Finn is drawing closer.
"Don't look back," Ander says.
I do. I can't help it. I can hear him.
Finn's breathing's gone ragged, too. He sounds like a dragon in the dark. He's driving us into the swamp, hunting us.
I'm going to die again.
Low tree branches whip my face, rip hair from my head. Ander grunts and staggers sideways, rights himself. I squeeze his hand, pump my shaking knees harder. He matches me stride for stride. We splash through a pocket of swamp water, and Ander shoves me left, toward a tangle of dead cypresses.
One ... two ... three ... four ...
Finn splashes in four seconds behind us and Ander twists sideways, hauls me to the ground. Mud, thick and rotten-smelling, cushions our fall. Ander rolls left, tucks us close to a thicket of overgrown briars. It's a hot summer night, but the swamp water's cold. I can't stop shivering. I clutch Ander's arm with one hand, my knife with the other, and for the first time I'm glad there's no moonlight. Finn will never see my blade coming.
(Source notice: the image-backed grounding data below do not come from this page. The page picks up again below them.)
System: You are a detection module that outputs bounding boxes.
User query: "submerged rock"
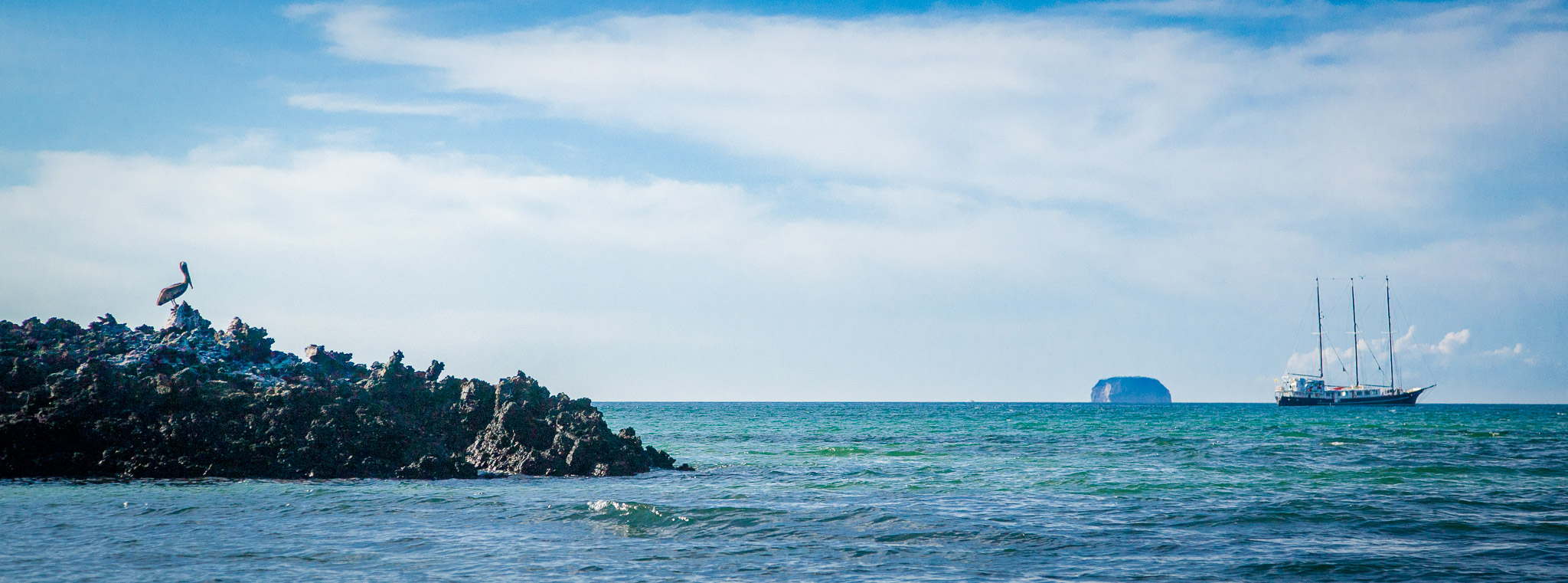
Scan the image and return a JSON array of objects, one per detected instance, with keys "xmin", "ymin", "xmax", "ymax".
[
  {"xmin": 0, "ymin": 304, "xmax": 675, "ymax": 478},
  {"xmin": 1088, "ymin": 376, "xmax": 1171, "ymax": 403}
]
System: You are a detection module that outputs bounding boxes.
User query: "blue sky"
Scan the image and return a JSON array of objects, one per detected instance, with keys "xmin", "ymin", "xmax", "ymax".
[{"xmin": 0, "ymin": 0, "xmax": 1568, "ymax": 403}]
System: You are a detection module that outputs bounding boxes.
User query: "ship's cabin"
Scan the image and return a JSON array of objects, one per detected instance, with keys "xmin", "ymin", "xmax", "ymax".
[{"xmin": 1275, "ymin": 375, "xmax": 1324, "ymax": 395}]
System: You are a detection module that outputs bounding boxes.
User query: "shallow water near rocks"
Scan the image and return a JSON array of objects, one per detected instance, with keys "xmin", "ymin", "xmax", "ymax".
[{"xmin": 0, "ymin": 403, "xmax": 1568, "ymax": 581}]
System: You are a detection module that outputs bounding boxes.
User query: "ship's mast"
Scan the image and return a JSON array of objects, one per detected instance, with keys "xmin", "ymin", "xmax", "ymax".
[
  {"xmin": 1383, "ymin": 276, "xmax": 1399, "ymax": 390},
  {"xmin": 1350, "ymin": 277, "xmax": 1361, "ymax": 387},
  {"xmin": 1312, "ymin": 277, "xmax": 1324, "ymax": 379}
]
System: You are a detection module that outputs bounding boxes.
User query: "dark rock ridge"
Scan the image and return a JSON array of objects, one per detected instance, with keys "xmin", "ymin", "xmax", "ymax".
[
  {"xmin": 1088, "ymin": 376, "xmax": 1171, "ymax": 403},
  {"xmin": 0, "ymin": 304, "xmax": 675, "ymax": 478}
]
Ander crouches over me as Finn draws closer ... closer ...
Away from us.
Finn slogs deeper into the water and stops, listening. Ander holds me tighter, and I crush my mouth against his T-shirt.
He's going to hear you. He's going to hear you.
Finn turns right, splashes farther into the swamp. His footsteps drift right and then left and then right again, and I swallow a sob, taste the rain running down my face. He's looking for our hiding spot.
I'm going to die again.
"Don't be afraid," Ander whispers. "If we Fall again, I will find you."
This is what Ander always says: I will find you.
This is what Ander never says: so will Finn.
Because Finn always finds us. Always. It's in my head like a mantra, like there are rules — and there are no rules or, at least, there aren't any rules that I know beyond this: It's always the three of us.
We always find each other.
Ander and I can run, but Finn always follows, and we always die.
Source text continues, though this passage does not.